Pé na txom [é dia de voltar ao Tarrafal]


Pé na Txom
[dia de voltar ao Tarrafal]

Ilha, Santiago, rochedo isolado, pedaço de terra enxuta, cercado de gente por todo lado! Lugar de morfologia inquieta, desenhado pelas diversas ínsulas que tem dentro. Tem fogueira para cozinhar ao ar livre, tem wi-fi para falar com a família, tem casas de betão, tem albergues precários erguidos de fugida, tem eventos esporádicos de djunta mon, diluídos numa abundante e trágica indiferença, alimentada por estados agudos de tratar apenas do próprio umbigo, tem sobranceria exuberante, tem humildade excessiva, um real mix hiper contemporâneo, ancorado no mar do atlântico.

Rochedo sobrevivente,
exibe sem modéstia um indisciplinado relevo,
prova de luta, construção imponente,
memorial à persistência,
celebração silenciosa da saudade e do esquecimento
enigmática obra, fruto de rebelião forçada.
palco de contradições,
mote de paixões assolapadas e de graves decepções.
Paisagem desconcertante, em permanente mutação,
arrasa corações quando se veste de verde,
emana um estranho deslumbramento quando, sem vestes, se dá a ver em tons ocre e terra seca.
Teu chão comprido, escarpado, é movediço
é sementeira em stand by, é palco de múltiplas cruzadas,
arquivo de memórias importadas, laboratório de vidas modernas, mercado, casa de repouso,
lobby de hotel, coliseu, entreposto, é eterno lugar de passagem!

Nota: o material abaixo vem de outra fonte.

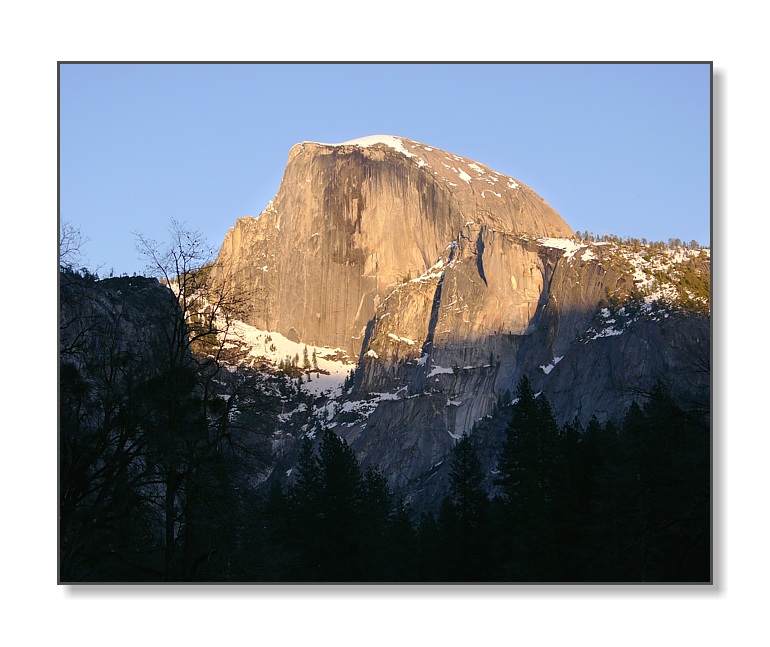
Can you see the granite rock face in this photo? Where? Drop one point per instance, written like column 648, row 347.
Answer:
column 450, row 282
column 351, row 221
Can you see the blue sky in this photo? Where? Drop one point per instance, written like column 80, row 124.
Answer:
column 622, row 149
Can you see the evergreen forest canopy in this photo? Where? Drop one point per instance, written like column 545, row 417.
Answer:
column 158, row 478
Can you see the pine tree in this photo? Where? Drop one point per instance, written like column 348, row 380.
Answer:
column 464, row 518
column 340, row 531
column 528, row 469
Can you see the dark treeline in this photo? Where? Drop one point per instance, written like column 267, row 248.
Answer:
column 624, row 501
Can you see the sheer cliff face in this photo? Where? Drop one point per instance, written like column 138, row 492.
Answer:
column 352, row 221
column 449, row 282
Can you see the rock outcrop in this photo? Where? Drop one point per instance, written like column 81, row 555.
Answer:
column 450, row 282
column 351, row 221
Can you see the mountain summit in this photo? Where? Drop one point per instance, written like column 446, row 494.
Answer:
column 352, row 220
column 448, row 283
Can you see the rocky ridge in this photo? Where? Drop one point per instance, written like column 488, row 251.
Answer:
column 449, row 282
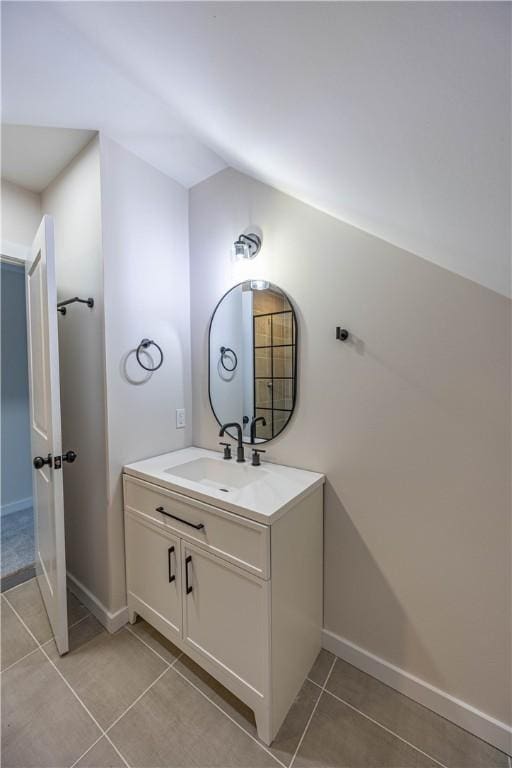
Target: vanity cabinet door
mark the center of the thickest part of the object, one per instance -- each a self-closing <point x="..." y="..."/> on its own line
<point x="225" y="617"/>
<point x="153" y="575"/>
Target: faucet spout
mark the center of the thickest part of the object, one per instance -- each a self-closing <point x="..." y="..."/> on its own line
<point x="240" y="456"/>
<point x="253" y="427"/>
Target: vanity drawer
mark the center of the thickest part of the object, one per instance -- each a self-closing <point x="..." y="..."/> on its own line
<point x="232" y="537"/>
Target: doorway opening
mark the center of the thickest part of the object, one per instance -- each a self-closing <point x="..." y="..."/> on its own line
<point x="17" y="514"/>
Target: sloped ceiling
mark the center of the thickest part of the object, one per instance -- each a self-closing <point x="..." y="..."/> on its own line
<point x="392" y="116"/>
<point x="33" y="157"/>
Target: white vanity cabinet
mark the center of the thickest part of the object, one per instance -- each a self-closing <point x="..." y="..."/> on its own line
<point x="243" y="599"/>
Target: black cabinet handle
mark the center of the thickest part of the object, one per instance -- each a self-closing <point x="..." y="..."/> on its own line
<point x="172" y="576"/>
<point x="188" y="588"/>
<point x="197" y="526"/>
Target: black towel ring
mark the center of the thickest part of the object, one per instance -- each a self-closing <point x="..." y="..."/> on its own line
<point x="145" y="343"/>
<point x="228" y="351"/>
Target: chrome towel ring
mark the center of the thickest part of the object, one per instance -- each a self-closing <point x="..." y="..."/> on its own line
<point x="226" y="353"/>
<point x="145" y="343"/>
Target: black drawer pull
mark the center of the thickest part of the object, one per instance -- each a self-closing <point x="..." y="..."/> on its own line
<point x="197" y="526"/>
<point x="188" y="588"/>
<point x="172" y="576"/>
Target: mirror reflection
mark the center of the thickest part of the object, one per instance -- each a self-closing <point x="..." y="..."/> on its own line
<point x="253" y="360"/>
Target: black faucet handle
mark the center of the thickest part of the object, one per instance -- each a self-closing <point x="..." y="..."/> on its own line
<point x="256" y="456"/>
<point x="227" y="450"/>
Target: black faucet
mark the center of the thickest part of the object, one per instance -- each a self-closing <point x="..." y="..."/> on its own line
<point x="253" y="427"/>
<point x="240" y="456"/>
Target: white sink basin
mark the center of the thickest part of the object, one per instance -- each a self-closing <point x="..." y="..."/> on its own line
<point x="262" y="494"/>
<point x="223" y="475"/>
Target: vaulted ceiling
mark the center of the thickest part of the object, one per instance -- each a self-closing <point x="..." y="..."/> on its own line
<point x="392" y="116"/>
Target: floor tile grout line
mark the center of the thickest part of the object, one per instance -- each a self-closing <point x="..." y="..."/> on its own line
<point x="250" y="735"/>
<point x="40" y="645"/>
<point x="385" y="728"/>
<point x="106" y="733"/>
<point x="16" y="586"/>
<point x="100" y="737"/>
<point x="171" y="664"/>
<point x="18" y="660"/>
<point x="139" y="697"/>
<point x="75" y="694"/>
<point x="310" y="718"/>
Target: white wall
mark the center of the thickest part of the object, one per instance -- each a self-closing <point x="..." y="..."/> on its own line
<point x="227" y="390"/>
<point x="21" y="214"/>
<point x="73" y="198"/>
<point x="16" y="475"/>
<point x="410" y="421"/>
<point x="145" y="247"/>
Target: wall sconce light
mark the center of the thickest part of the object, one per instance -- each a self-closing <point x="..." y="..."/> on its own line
<point x="247" y="246"/>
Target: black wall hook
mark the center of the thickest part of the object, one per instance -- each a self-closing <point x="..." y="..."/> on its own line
<point x="342" y="334"/>
<point x="61" y="306"/>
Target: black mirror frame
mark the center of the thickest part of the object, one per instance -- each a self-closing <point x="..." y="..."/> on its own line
<point x="295" y="366"/>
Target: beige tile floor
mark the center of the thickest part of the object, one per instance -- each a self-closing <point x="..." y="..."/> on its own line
<point x="132" y="699"/>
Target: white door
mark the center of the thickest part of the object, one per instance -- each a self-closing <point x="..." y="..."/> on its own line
<point x="45" y="431"/>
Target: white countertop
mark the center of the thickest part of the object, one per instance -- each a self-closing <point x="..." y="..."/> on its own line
<point x="271" y="488"/>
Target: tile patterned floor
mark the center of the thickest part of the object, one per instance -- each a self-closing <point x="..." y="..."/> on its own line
<point x="132" y="699"/>
<point x="16" y="548"/>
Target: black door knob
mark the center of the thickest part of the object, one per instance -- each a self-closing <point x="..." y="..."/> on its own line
<point x="39" y="462"/>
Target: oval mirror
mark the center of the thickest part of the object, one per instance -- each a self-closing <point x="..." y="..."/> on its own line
<point x="253" y="360"/>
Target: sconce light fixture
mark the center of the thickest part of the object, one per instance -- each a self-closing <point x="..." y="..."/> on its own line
<point x="247" y="246"/>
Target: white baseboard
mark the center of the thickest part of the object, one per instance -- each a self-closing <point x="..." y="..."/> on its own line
<point x="15" y="506"/>
<point x="111" y="621"/>
<point x="459" y="712"/>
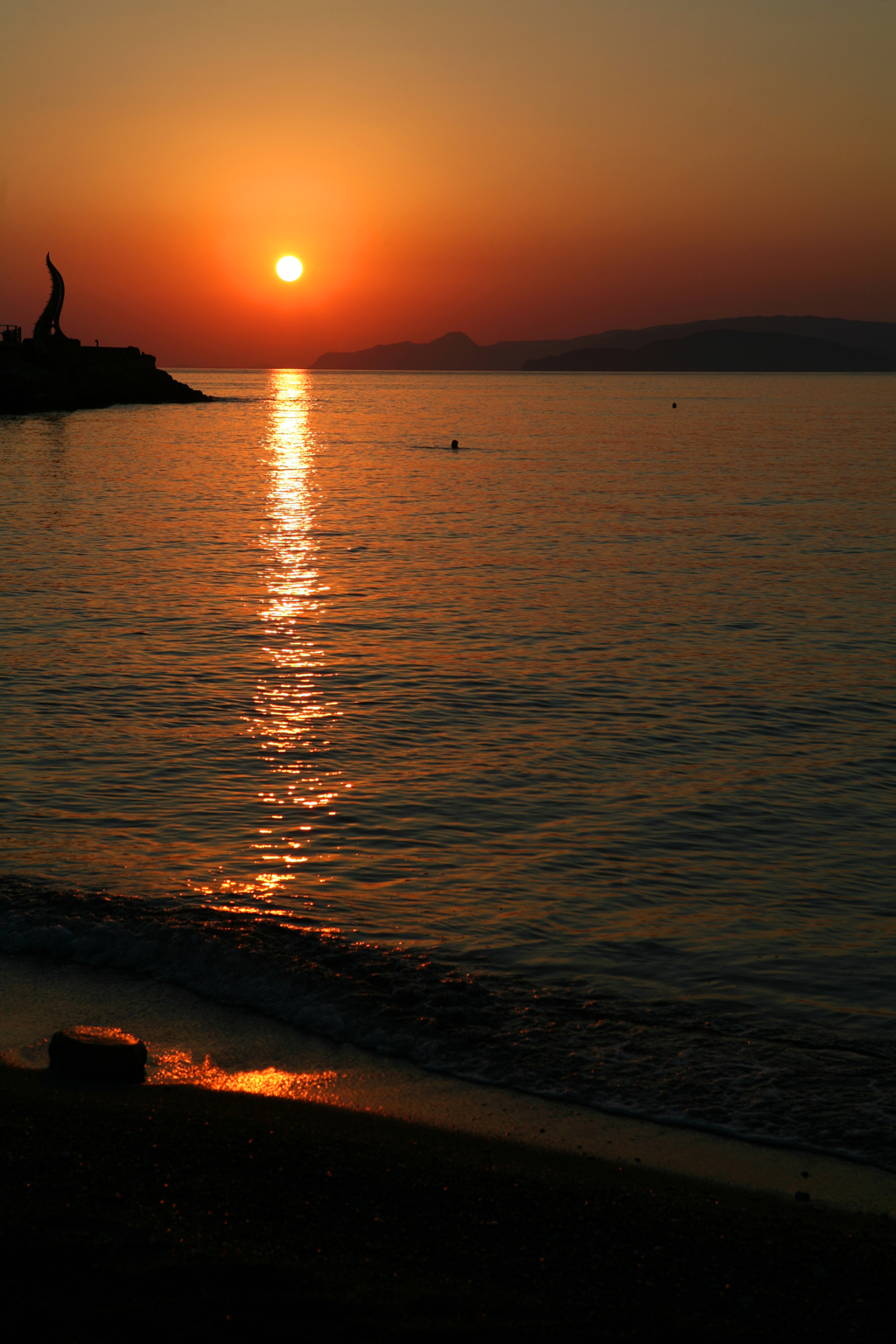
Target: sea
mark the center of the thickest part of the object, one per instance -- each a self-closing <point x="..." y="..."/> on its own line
<point x="560" y="761"/>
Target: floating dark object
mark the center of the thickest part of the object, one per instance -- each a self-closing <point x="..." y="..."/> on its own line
<point x="98" y="1054"/>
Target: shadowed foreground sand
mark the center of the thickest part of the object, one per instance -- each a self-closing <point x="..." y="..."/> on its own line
<point x="198" y="1213"/>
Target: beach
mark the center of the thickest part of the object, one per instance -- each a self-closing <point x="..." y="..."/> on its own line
<point x="193" y="1211"/>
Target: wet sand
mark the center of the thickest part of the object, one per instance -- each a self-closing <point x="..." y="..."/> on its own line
<point x="196" y="1211"/>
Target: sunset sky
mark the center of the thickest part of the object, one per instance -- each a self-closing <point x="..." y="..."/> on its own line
<point x="500" y="167"/>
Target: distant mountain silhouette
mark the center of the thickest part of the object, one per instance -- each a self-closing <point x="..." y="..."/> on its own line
<point x="722" y="353"/>
<point x="456" y="350"/>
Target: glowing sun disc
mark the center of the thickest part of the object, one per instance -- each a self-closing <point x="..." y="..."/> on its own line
<point x="289" y="268"/>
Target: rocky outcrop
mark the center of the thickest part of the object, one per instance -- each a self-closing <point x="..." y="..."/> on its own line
<point x="66" y="376"/>
<point x="98" y="1054"/>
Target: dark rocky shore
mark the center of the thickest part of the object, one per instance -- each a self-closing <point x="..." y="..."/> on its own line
<point x="66" y="376"/>
<point x="195" y="1214"/>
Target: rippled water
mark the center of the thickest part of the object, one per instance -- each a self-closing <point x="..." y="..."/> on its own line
<point x="564" y="760"/>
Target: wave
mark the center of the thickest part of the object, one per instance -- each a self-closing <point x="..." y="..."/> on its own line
<point x="712" y="1066"/>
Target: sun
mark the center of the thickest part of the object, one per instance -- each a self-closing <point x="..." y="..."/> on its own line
<point x="289" y="268"/>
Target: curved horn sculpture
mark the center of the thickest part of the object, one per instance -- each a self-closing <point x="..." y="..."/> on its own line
<point x="47" y="326"/>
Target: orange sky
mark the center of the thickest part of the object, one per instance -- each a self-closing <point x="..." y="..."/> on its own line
<point x="501" y="167"/>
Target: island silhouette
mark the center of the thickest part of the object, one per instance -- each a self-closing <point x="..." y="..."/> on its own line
<point x="720" y="353"/>
<point x="457" y="351"/>
<point x="52" y="371"/>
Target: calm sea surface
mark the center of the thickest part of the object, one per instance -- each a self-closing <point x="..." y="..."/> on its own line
<point x="564" y="761"/>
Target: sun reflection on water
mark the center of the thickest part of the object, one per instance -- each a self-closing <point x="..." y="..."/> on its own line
<point x="291" y="715"/>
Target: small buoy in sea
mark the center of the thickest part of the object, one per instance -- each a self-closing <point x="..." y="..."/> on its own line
<point x="98" y="1055"/>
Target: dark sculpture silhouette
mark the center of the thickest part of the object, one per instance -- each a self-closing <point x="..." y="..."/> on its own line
<point x="47" y="326"/>
<point x="52" y="371"/>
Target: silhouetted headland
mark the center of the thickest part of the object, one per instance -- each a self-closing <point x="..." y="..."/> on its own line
<point x="52" y="373"/>
<point x="722" y="353"/>
<point x="456" y="351"/>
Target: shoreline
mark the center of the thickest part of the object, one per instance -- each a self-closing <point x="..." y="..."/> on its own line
<point x="150" y="1208"/>
<point x="211" y="1047"/>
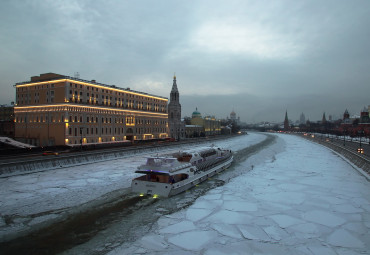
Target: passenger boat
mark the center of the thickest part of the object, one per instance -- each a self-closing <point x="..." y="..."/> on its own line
<point x="172" y="174"/>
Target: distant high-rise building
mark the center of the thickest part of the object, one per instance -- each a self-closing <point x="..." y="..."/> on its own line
<point x="176" y="126"/>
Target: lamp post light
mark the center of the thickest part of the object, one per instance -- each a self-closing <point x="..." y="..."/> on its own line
<point x="360" y="150"/>
<point x="81" y="129"/>
<point x="344" y="138"/>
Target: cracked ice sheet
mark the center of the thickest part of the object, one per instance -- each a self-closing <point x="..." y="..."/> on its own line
<point x="304" y="210"/>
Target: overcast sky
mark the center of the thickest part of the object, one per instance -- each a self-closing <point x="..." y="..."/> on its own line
<point x="259" y="58"/>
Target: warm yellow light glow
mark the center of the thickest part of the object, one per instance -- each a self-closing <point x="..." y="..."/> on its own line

Vem gente de todo o lugar, pelo ar, pelo mar ou à boleia de um potente cabo de fibra, todos os pretextos são justificação, para ter de passar pela ilha. Território inquieto, guardado pelo impertinente ritmo das ondas, suas margens são um permanente work in progress obra em aberto de areia jovem e fina, que o mar se encarrega de levar para outros lugares!Vai e vem de gente atarefada, que passa pela ilha procurando forma de estrategicamente se posicionar no mundo, entre o mainstream e a bizarria da tradição, crescem as fábulas semeadas por uma imensidão de desvairados argumentos. Entorpecido por tamanho rodopio, não há chão capaz de, a tempo, se regenerar, para evitar ver-se tomado e de pronto vilipendiado! Reza a história que tal terá sido o que sucedeu algures no ChãoBom, pedaço de solo do Tarrafal!

Chão Bom, lugar entalhado pela  sorte e pela má fortuna,
pródigo em atrevidas manifestações da natureza,
foi em tempos morada da crueldade do tirano e de sua desalmada quadrilha,
solo ultrajado, muralhado, onde o sol fervente convertia em torresmos a ousadia e os pensamentos divergentes!

Tarrafal é palavra de múltiplos sentidos, é designação de geografia abençoada, é sinónimo de tortura, de exílio forçado e de liberdade aprisionada!
Tarrafal é a terra da baía, é Txom Bom, é pé na Txom!

Tarrafal, fica numa ponta, lá fim da ilha, entre o mar e a Serra Malagueta, bem longe da capital, é ponto de encontro, é retrato desfocado de um tempo (não) passado, é soma de instantes, é pintura a cores, é fotocópia a preto e branco, é tão só um lugar de gente, gente que vem de fora e gente que sempre esteve dentro!

Gente, muita gente miúda e graúda,
desenham, sem intenção, uma desconcertante coreografia!
É rudeza pura, é  linguagem de corpo que aprendeu a lidar com o constrangimento!
É dança com a sombra, é diálogo requintado com a luz do sol ardente!
Manifestação fervorosa de fé, canta-se com intensidade as proezas da vida,
Entoa-se com garra a palavra divina, roga-se por sorte na pesca e alegria para iluminar o dia!
A festa está na rua, é tempo de celebrar o Nhô Santo Amaro.
É dia de voltar ao Tarrafal!

Pelas ladeiras íngremes, pelas encostas ardilosas, o caminho – sinuoso de terra batida, faz-se sempre de-pressa, entre o pó e a areia fina, com um calçado resistente ou com um par de chinelos, não há razão, obstáculo, ou saudade capaz de deter a marcha, é imperioso que se cumpra a viagem para descobrir de que chão é feito o resto de mundo, que se estende para além da paisagem, é esse o desígnio maior da gente simples que habita as entranhas da Ilha.

Vou mar adentro,
levo comigo tudo o que preciso,
o vestido de festa, a água de cheiro, as cores de pintar o rosto, os brincos de ouro velho e um colar fino, não esqueço o panu di terra para me proteger dos embaraços e do frio.
Tenho pressa, vou descalça, quero sentir de que chão é feito o caminho!